- March 24, 2025
- Posted by: Dinesh Babu
- Category: Snowflake
Introduction:
DevOps is a set of practices that combines software development (Dev) and IT operations (Ops) to enhance collaboration, automation, and efficiency in the development lifecycle. It aims to streamline workflows, reduce manual efforts, and improve deployment reliability.
Implementing DevOps best practices ensures that changes to tables, data pipelines, and other database objects are controlled, repeatable, and secure.
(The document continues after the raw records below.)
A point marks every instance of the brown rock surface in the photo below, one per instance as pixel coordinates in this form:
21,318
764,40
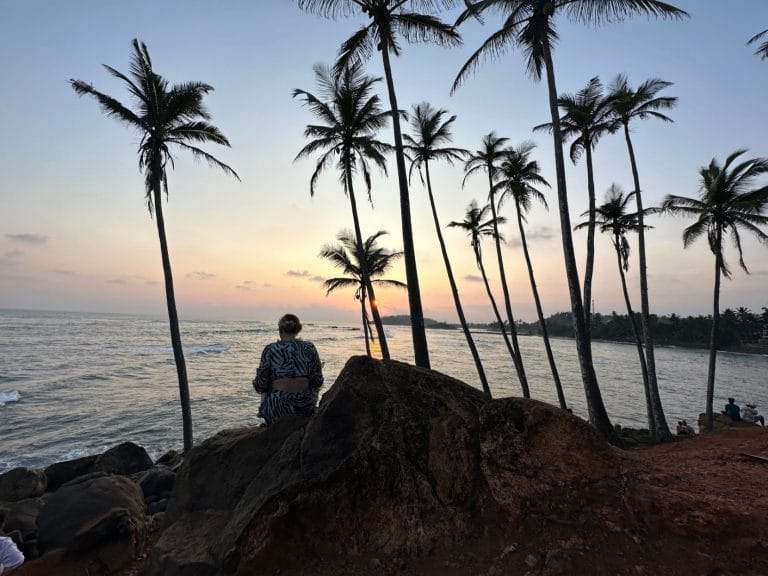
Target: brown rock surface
405,471
21,483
By integrating continuous integration (CI) and continuous deployment (CD), teams can automate testing, monitor changes, and enforce security policies, leading to faster and more reliable software releases. DevOps fosters a culture of collaboration, helping development and operations teams work together seamlessly while minimizing risks and downtime.
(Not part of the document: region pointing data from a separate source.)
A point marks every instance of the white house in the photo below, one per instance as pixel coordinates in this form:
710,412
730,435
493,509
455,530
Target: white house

Snowflake DevOps enables developers to streamline and automate the software development lifecycle for their Snowflake environments. By leveraging CI/CD best practices, deployment automation, and infrastructure management, Snowflake DevOps tools ensure seamless integration between development and operational tasks. This approach integrates Git version control, declarative object management, and automated CI/CD workflows.
Key Benefits:
• Streamline workflows by keeping assets in a Git repository connected with Snowflake
• Maintain separate environments for development, test, and production
• Parameterize scripts with Jinja templates
• Manage changes with declarative code and versioning
• Automate CI/CD jobs with GitHub Actions
Prerequisites:
• A Snowflake Account (With ACCOUNT ADMIN Access)
• A GitHub Account
• VS Code Editor
Steps to Implement:
• Create API Integration in Snowflake
CREATE OR REPLACE API INTEGRATION git_api_integration
API_PROVIDER = git_https_api
API_ALLOWED_PREFIXES = ('https://github.com/')
ENABLED = TRUE;
• Create a Public Repository in GitHub and clone it in VS Code Editor.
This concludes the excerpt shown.